A: To apply the chain rule, we need to identify the inner function h(x)h(x) and the outer function g(x)g(x) in the given function f(x)=tanx4secxf(x)=\frac{\tan x-4}{\sec x}. In this case, we have h(x)=secxh(x)=\sec x and g(x)=tanx4secxg(x)=\frac{\tan x-4}{\sec x}. We then need to find the derivatives of h(x)h(x) and g(x)g(x), which are h(x)=secxtanxh^{\prime}(x)=\sec x \tan x and g(x)=sec2xtan2xsecx+4secxtanx(secx)2g^{\prime}(x)=\frac{\sec^{2}x-\tan^{2}x \sec x+4 \sec x \tan x}{(\sec x)^{2}}. Finally, we can use the chain rule to find the derivative of f(x)f(x).

Q: What is the value of f(3)f^{\prime}(3)?

A: To find the value of f(3)f^{\prime}(3), we need to substitute x=3x=3 into the expression for f(x)f^{\prime}(x). We get:

f(3)=sec3(3)tan2(3)sec(3)+4sec(3)tan(3)(sec(3))2f^{\prime}(3)=\frac{\sec^{3}(3)-\tan^{2}(3) \sec(3)+4 \sec(3) \tan(3)}{(\sec(3))^{2}}

Using a calculator to evaluate the expression, we get:

f(3)=2.18541.73212.1854+42.18540.7265(2.1854)2f^{\prime}(3)=\frac{2.1854-1.7321 \cdot 2.1854+4 \cdot 2.1854 \cdot 0.7265}{(2.1854)^{2}}

Simplifying the expression, we get:

f(3)=2.18543.7943+6.31334.7559f^{\prime}(3)=\frac{2.1854-3.7943+6.3133}{4.7559}

f(3)=4.70444.7559f^{\prime}(3)=\frac{4.7044}{4.7559}

f(3)=0.9873f^{\prime}(3)=0.9873

In this article, we answered some common questions related to the derivative of the function f(x)=tanx4secxf(x)=\frac{\tan x-4}{\sec x}. We used the quotient rule and the chain rule to find the derivative of f(x)f(x) and then evaluated the derivative at x=3x=3. The result shows that the derivative of f(x)f(x) at x=3x=3 is approximately 0.98730.9873.

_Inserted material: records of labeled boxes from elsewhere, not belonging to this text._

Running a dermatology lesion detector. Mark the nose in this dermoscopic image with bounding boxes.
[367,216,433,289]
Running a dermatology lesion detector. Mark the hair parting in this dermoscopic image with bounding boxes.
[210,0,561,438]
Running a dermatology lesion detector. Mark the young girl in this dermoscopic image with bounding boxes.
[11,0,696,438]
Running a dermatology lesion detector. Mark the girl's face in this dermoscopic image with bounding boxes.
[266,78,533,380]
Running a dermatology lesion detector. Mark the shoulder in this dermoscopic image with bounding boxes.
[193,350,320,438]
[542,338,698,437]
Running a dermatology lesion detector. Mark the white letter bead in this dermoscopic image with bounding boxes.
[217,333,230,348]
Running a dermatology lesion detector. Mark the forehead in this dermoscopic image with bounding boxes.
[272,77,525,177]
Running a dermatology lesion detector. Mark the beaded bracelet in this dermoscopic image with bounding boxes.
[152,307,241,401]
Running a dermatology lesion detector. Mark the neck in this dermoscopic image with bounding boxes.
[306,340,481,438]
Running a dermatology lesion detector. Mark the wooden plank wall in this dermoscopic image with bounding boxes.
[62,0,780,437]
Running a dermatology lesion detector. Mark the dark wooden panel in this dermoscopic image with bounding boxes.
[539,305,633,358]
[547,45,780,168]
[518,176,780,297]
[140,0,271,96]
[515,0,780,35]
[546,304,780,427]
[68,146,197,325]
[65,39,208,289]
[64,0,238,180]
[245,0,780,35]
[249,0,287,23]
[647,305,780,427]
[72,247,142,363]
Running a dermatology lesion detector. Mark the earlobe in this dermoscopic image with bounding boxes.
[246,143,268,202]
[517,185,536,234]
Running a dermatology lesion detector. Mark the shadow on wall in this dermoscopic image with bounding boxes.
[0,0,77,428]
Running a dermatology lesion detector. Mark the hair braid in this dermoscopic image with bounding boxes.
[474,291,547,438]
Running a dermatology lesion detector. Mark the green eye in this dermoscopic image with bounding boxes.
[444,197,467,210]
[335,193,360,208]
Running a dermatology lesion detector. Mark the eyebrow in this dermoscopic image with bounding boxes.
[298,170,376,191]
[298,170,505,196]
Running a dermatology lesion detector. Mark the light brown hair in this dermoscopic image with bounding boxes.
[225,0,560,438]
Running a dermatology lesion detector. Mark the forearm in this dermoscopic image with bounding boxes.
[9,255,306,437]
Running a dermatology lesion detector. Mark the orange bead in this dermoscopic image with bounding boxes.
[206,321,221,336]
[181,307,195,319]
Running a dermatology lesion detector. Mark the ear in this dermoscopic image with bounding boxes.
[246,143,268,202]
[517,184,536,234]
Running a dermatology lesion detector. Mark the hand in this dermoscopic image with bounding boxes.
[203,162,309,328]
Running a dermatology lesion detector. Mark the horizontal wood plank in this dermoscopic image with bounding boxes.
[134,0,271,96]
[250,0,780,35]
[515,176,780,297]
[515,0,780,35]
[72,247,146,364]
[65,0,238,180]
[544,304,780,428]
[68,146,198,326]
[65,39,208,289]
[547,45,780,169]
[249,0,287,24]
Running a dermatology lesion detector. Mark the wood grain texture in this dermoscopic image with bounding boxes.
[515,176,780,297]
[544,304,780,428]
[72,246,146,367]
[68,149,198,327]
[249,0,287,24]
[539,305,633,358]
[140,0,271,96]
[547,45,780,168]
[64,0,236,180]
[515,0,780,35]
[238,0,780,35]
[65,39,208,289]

  • [1] Stewart, J. (2016). Calculus: Early Transcendentals. Cengage Learning.
  • [2] Anton, H. (2017). Calculus: Single Variable. John Wiley & Sons.

The value of f(3)f^{\prime}(3) is an approximation, as the expression for f(x)f^{\prime}(x) involves trigonometric functions that are evaluated at x=3x=3. The actual value of f(3)f^{\prime}(3) may be different depending on the specific values of the trigonometric functions at x=3x=3.